When it comes to nutrition, football has made vast improvements over the past few decades. Clubs are more attuned to the necessity of supporting their players in their diets as well as their footballing abilities.

Arsene Wenger arrived at Arsenal in 1996 and was shocked to see the lack of healthy diet and planned meals that his players had. During his first trip to an away game as manager Wenger recalls the players chanting “we want our Mars bars” on the bus after he banned chocolate and looked to improve their diets.

Clubs began to wake up to the fact that a better diet would improve players health and the ability to perform. The health of an athlete can aid to the recovery after games, recovery from injury, as well as make a player stronger and able to train and perform harder.

What is clear is that there is no one size fits all scheme for player nutrition. A lot of work goes in to understanding an athlete’s body and how best to support their diet. Height, weight, intolerances, playing style and athleticism are some of many things taken into account while planning a player’s diet.

The days of all players sat down together eating the same meal have gone, players will also hire their own private chefs who will work with nutritionists to ensure what they put in their bodies is of the highest quality and benefit.

A study in the Netherlands looked at the number of calories an elite male footballer will expend in an average day, which was found to be around 3400 calories. A general male daily recommended calorie intake is between 2000 and 2500 so this needs to be prepared for with the extra intensity they train and compete at.

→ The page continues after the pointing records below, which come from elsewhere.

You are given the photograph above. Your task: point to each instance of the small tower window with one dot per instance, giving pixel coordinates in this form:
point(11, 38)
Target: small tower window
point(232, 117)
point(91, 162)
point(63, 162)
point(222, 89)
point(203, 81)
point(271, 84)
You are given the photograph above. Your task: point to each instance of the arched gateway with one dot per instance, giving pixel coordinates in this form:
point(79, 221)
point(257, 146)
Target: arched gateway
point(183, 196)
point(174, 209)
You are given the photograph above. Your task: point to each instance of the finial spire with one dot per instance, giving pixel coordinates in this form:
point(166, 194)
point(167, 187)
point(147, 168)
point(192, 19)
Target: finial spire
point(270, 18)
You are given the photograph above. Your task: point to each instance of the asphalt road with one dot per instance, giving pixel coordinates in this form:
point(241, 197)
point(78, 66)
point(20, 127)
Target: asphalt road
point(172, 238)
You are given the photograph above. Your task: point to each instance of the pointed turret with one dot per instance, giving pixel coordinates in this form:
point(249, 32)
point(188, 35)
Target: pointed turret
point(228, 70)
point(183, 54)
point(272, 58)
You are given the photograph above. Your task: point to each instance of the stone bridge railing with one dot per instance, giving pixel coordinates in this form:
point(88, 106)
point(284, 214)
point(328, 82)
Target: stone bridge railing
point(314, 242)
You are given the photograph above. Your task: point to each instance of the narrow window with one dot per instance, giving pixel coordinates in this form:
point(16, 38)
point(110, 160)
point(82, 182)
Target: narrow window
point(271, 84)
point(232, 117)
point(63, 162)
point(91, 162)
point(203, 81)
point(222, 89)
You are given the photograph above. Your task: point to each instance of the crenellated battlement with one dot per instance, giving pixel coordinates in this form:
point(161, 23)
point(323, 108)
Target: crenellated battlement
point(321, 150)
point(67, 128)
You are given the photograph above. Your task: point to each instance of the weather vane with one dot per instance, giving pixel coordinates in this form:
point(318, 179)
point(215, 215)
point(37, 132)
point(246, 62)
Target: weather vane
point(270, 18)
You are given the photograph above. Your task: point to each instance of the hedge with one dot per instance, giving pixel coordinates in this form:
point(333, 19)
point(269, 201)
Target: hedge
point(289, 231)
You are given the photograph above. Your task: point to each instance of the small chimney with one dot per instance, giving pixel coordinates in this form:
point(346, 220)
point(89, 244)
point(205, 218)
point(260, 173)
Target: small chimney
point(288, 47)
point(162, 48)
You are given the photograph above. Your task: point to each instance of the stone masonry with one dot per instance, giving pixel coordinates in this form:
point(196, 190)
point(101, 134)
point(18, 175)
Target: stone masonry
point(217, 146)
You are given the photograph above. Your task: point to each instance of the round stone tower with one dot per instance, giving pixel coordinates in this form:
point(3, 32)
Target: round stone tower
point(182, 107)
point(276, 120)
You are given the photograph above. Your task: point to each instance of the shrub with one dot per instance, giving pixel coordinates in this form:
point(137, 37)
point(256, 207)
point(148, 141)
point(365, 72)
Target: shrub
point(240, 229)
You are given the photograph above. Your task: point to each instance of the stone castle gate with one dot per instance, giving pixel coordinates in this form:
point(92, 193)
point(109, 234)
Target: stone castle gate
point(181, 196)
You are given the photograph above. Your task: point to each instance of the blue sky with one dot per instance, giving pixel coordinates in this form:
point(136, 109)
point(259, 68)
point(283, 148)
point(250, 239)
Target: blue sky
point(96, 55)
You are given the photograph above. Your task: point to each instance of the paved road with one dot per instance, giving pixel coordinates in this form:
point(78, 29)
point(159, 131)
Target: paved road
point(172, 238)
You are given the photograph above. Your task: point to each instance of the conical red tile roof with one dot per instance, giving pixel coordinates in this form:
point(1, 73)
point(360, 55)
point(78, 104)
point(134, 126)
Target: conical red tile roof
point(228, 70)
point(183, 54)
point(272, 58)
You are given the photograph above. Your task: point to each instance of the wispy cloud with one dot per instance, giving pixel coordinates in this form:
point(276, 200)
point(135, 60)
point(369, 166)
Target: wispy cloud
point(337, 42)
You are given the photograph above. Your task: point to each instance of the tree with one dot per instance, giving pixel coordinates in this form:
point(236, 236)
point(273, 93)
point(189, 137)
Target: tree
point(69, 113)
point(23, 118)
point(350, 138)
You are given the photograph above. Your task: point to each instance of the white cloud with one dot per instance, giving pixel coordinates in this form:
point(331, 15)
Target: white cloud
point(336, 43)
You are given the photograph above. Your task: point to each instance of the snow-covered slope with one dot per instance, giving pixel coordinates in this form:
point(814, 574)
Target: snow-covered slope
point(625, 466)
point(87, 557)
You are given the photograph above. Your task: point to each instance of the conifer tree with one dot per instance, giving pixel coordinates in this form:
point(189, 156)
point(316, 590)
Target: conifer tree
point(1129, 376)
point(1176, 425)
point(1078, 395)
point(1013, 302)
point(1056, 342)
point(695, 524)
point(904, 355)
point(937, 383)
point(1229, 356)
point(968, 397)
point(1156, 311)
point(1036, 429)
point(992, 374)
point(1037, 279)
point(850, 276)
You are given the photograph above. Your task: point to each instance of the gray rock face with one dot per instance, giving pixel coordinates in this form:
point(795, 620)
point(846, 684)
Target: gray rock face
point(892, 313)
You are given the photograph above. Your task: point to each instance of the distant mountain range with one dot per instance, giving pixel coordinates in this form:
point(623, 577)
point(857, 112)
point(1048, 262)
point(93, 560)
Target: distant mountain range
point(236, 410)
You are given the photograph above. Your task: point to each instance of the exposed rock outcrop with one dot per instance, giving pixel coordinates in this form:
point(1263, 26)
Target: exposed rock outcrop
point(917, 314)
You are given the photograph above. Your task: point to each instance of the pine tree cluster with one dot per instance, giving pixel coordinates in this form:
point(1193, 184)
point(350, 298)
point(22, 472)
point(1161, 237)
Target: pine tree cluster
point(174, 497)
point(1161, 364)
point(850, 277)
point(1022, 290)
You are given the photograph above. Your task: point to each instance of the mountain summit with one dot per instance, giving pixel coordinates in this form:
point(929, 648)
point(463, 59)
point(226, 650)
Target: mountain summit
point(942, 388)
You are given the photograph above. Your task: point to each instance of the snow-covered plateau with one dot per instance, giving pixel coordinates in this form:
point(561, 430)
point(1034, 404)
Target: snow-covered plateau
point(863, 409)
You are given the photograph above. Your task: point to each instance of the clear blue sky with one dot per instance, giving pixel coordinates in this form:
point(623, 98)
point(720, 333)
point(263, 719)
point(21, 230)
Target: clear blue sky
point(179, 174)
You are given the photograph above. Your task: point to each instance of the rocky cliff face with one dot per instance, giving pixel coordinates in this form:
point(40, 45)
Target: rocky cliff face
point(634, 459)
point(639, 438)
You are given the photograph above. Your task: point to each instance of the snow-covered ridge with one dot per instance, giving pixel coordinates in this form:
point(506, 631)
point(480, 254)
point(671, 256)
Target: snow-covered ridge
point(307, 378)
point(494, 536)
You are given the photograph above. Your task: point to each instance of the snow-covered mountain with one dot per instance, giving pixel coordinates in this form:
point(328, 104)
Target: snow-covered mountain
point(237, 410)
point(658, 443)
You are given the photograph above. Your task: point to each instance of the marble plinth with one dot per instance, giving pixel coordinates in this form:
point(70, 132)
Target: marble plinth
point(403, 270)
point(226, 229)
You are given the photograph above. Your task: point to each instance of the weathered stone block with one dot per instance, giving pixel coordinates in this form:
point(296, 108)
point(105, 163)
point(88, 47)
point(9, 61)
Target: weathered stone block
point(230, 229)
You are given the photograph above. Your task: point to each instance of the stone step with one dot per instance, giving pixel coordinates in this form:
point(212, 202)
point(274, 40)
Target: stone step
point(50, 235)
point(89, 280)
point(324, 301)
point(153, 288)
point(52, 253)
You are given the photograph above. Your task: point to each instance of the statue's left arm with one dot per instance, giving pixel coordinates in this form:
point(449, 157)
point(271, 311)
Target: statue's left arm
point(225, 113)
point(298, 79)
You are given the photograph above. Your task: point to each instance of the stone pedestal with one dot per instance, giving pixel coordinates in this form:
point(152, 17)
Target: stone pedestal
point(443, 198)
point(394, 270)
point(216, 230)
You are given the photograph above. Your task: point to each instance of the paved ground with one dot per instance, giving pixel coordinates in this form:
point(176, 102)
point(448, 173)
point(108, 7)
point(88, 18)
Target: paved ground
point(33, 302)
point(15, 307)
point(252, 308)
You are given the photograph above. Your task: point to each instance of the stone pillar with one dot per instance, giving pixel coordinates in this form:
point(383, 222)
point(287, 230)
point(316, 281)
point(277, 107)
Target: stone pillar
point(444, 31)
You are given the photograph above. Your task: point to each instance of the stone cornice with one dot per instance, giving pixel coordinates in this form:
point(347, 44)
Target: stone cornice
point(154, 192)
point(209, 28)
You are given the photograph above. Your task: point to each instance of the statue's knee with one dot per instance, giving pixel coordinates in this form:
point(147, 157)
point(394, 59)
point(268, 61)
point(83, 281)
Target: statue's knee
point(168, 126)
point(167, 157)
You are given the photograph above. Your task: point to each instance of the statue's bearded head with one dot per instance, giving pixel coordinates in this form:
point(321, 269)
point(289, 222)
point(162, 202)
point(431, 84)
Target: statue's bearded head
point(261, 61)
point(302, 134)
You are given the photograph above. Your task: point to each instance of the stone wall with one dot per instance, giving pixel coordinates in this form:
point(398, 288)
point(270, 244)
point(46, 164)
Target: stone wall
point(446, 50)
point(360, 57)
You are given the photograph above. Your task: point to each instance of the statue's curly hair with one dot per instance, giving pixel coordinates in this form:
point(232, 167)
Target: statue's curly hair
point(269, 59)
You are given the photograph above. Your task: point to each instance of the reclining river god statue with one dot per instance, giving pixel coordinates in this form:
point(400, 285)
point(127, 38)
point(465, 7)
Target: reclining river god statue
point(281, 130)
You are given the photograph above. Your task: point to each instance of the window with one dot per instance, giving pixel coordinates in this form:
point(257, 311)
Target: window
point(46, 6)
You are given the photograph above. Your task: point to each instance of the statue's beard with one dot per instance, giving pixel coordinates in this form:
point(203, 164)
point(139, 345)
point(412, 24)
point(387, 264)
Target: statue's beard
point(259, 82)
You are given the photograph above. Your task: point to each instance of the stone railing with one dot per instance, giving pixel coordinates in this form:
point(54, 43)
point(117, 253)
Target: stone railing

Failure to prepare for the need for more calorie intake on a daily basis will end up increasing the risk to the players training and competitive ability.

The Distinctions

Carbohydrates are a necessary part of a player’s diet in order to retain energy for longer periods. During quick and intense bouts of exercises like sprinting, which is very common in football, carbohydrates are the only fuel that is capable of supplying the body with the energy it requires quick enough.

For players who sprint more frequently, such as wingers and full backs, this will need to possibly be managed differently to that of a goalkeeper or a central defender.

Fat is a key energy container, though does not supply energy at the same rate as carbohydrates. Fat can ensure that there is enough energy stored for the long periods of exercise, such as jogging and walking. There are several different groups of fats with some being more beneficial than others.

Proteins will aid in the growth and repair of muscles and ligaments and are a crucial part of an athlete’s diet. It is vital for footballers to identify how they ca boost their strength of their muscles while also being prepared to aid the quick recovery of them after training sessions and matches.

Staying on top

Cristiano Ronaldo is one of the greatest players to ever play the game and continues to go strong at 37 years of age. He is a top the list for first goal scorers and football betting sportsbooks often reflect this reality.

The Portuguese international has a personal dietician who he has worked with since being at Real Madrid, where he plans six small meals a day to eat every three to four hours. He eats high protein and lots of wholegrain carbs, along with fruit and vegetables. He was well documented during the Euro 2021 tournament moving Coca Cola bottles away from the table he was being interviewed from and told people to drink water.

Clubs will delve into dietary topics fully and will have highly qualified nutritionists on site to work with their players. When Jurgen Klopp arrived at Liverpool in 2016, he brough Mona Nemmer with him, who was previously the head of nutrition at Bayern Munich.

She quickly established dietary plans for each player in the first team squad and has had a great impact in a squad which plays with such high intensity. Players recover well and have been performing at the highest level throughout Klopp’s time at the club.

Jonny Marsh has also become a favourite chef for footballers to ensure the quality of their food in the house is of the highest standard. Trained by Raymond Blanc, Marsh now offers footballers designed meals, based on their favourite recipes but altered to ensure that it based upon their dietary plan.

Footballer careers are being extended due to the attention paid to their diet and general health. It provides them with the opportunity to play the game for longer and at a higher level. Injury risks are limited for many with this attention, as they strengthen and protect their bodies better than ever before.